Abstract

Ultrasonic images are often corrupted by specular echoes that obscure features near interfacial boundaries. This problem can be especially severe for in vitro examination of excised tissues (e.g., myocardium) which must often be sliced into thin sections to permit examination by other techniques in addition to ultrasound (e.g., optical, MRI, and histology), in order to characterize infarct region size and myofiber orientation. In many of these studies, myocardial anisotropy is obscured without removal of specular echoes by gating. Here, it is demonstrated that entropy imaging enables visualization of myocardial anisotropy without gating.

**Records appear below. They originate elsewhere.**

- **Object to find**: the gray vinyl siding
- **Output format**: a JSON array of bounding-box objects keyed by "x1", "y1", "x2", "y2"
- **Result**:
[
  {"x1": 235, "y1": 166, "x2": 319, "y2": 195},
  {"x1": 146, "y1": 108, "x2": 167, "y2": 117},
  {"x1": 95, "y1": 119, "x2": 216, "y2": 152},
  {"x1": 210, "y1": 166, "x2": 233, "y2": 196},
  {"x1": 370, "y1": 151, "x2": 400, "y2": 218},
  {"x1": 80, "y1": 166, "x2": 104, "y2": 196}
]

Short axis slice of mouse heart (n=4) was C-scanned on a 55×55 grid, with 0.1 mm stepsize. At each point one 8-bit, 2048 point, time-averaged A-line was acquired. These were analyzed using three signal receivers, log variance, log energy (sum of squared), and Shannon entropy, to produce one pixel value at each location in the C-scan. Diffusion-tensor-weighted magnetic resonance at 12 T was used to validate the ultrasonic result. Among the three signal receivers, only entropy clearly resolves myocardial anisotropy without specular echo removal. [This work supported by NIH CA119342, and NSC-095-SAF-I-564-051-TMS.]